Saturday, September 17, 2011

Paying For It

by Chester Brown

It's been a few days since I've finished reading this book, but I wanted to take a while before writing about it, as I'm not sure how I feel about it.

Basically, Chester Brown gives us a journal of his experiences with prostitutes and escorts, in both in-call and out-call situations.  We also get to read a fair amount about his justifications and rationale for this behaviour, and the reactions of some of this closest friends with regards to it.

After having a slow breakup with his last girlfriend (they continued to live together, but her new boyfriend moved in), Brown decided to use prostitutes to satisfy his sexual needs, and to no longer seek relationships with women beyond the monetary kind.  We follow him through a few years of his whoring, as he goes from being a timid john utilizing a pseudonym, to developing a monogamous relationship with one particular woman who he loves, but continues to pay for services rendered.

While the book avoids being particularly graphic, it is indeed pretty explicit in a number of places.  This is definitely not a book for someone who enjoyed Louis Riel and wanted to read more of his stuff (although that's more or less how I came to read it).  Brown gives each woman their own chapter, and gives us as faithful a rendition of their encounter as he can, allowing for the shoddiness of memory, and his desire to protect the identities of these women.  It does seem like he's getting (and paying for) a lot of sex, but it's worth paying attention to the dates listed, as he has carefully organized the time between his encounters.

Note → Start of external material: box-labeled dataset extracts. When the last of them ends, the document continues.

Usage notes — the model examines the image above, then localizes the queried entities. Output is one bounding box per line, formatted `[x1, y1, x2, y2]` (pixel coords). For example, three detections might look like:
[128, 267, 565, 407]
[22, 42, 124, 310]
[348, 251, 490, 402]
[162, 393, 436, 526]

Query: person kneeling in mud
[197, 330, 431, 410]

A book like this is sure to raise all sorts of opinions and questions.  I can see how this arrangement worked for Brown, but recognize that it's not for me.  He doesn't shy away from issues of human trafficking and sexual slavery, but also appear to ever reject a woman if she suspects that her involvement with him is not purely consensual.  Brown fills the last twenty-five pages of the book (before his voluminous notes) with 23 appendices designed to share his views on topics like exploitation, pimping, violence, and Nevada's brothels.  It's a very informative book, opening a window onto a world I am pretty unaware of.  The fact that Brown lives in my city adds particular relevance to the book for me.

This is probably the most honest in a long line of autobiographical and confessional graphic novels completed by Brown and his circle.  I have no doubt that it's an important book; I'm just not sure how much I enjoyed it.  I did find it compulsively readable, but like Brown's meetings with Anne in the book, it left me feeling kind of empty afterwards.